New Products and Channels Broaden Market Reach

The company rolled out a 0.65 mm wafer-level chip-scale sensor aimed at medical and industrial applications and introduced high-performance TMR sensors. Management also highlighted progress in next-generation MRAM and medical sensing R&D, a new isolator distributor in Semitech, and lead generation from major industry trade shows.

Defense Revenue Plunge Weighs on Mix

Defense-related product sales were a notable weak spot, dropping 79% year over year in the quarter and 67% for the full fiscal year. Executives stressed that defense and contract R&D revenues remain highly uneven due to procurement cycles, which materially diluted otherwise strong product sales performance.

Contract R&D Softness Adds to Volatility

Contract R&D revenue, primarily tied to defense and government programs, declined 19% in the quarter, adding pressure to the revenue mix. Management characterized the downturn as timing-related rather than structural, but it nonetheless contributed to near-term top-line headwinds.

Minor Margin Compression and Other Income Pressure

Gross margin slipped slightly to 78% from 79% a year earlier, reflecting a modest mix shift and revenue volatility. Interest income fell 6% as marketable securities were reduced to fund dividends, and other income was lower year over year, modestly dampening full-year profitability comparisons.

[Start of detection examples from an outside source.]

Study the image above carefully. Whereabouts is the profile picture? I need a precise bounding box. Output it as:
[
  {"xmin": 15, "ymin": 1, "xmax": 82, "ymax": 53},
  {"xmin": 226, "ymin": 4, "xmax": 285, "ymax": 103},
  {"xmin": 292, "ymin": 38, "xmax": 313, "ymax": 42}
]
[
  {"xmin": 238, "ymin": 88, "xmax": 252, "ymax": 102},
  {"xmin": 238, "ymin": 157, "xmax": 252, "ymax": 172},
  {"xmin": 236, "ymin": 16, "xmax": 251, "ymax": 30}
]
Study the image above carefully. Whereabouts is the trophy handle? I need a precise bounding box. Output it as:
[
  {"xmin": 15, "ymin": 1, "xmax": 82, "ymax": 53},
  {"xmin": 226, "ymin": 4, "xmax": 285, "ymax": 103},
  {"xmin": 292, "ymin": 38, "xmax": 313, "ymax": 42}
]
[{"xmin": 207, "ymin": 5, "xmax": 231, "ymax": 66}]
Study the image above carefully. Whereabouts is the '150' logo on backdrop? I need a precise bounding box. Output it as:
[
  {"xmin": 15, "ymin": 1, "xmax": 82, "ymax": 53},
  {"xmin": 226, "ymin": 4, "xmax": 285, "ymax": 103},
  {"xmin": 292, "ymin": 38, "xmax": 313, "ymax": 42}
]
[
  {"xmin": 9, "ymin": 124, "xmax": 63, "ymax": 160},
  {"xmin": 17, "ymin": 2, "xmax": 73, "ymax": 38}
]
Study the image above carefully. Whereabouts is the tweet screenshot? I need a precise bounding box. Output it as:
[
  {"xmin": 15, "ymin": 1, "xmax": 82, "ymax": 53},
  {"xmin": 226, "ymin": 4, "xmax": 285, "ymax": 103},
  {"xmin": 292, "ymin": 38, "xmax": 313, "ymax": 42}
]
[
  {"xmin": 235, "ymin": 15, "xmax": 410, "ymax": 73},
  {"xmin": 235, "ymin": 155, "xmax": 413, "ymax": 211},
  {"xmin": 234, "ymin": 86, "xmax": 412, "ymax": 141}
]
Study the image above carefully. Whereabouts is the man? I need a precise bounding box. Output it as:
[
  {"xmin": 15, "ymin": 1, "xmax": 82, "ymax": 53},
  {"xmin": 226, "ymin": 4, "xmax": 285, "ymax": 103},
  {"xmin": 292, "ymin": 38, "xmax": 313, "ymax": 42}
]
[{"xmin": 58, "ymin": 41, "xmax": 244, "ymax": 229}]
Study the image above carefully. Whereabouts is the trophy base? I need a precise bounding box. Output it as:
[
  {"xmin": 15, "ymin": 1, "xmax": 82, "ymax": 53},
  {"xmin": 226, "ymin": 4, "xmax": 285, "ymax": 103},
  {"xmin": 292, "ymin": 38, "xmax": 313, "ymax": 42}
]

Tax Credits and Capex Tailwinds Set to Normalize

The quarter benefited from advanced manufacturing investment tax credits totaling $1.07 million and prior-year R&D adjustments that lowered the tax rate. Management cautioned that both tax credits and large equipment purchases are likely to decline significantly next year, which could raise cash taxes and reduce these one-time tailwinds.

Finished Goods Build Carries Demand Risk

While total inventories fell, finished goods increased as NVE stocked more product in anticipation of continued demand. Executives acknowledged that this strategy could introduce working capital risk if orders fail to materialize, but argued it positions the company to respond quickly to customer needs.

Outlook: Recovery in Defense, Steady Product Momentum

Looking ahead, management expects defense sales, which fell sharply this year, to increase significantly in the coming fiscal period alongside a rebound in contract R&D. They anticipate product sales will remain strong given healthy semiconductor conditions and ample inventory, while capex and tax credits should normalize downward, reshaping future cash flow and tax profiles even as core operations stay solid.

NVE’s earnings call framed a company in strong financial health, balancing high margins, robust cash generation, and expanded capacity against cyclical defense variability and waning tax benefits. For investors, the key takeaway is that nondefense growth and new products are driving profitability, while any recovery in defense and contract R&D could add incremental upside over the next year.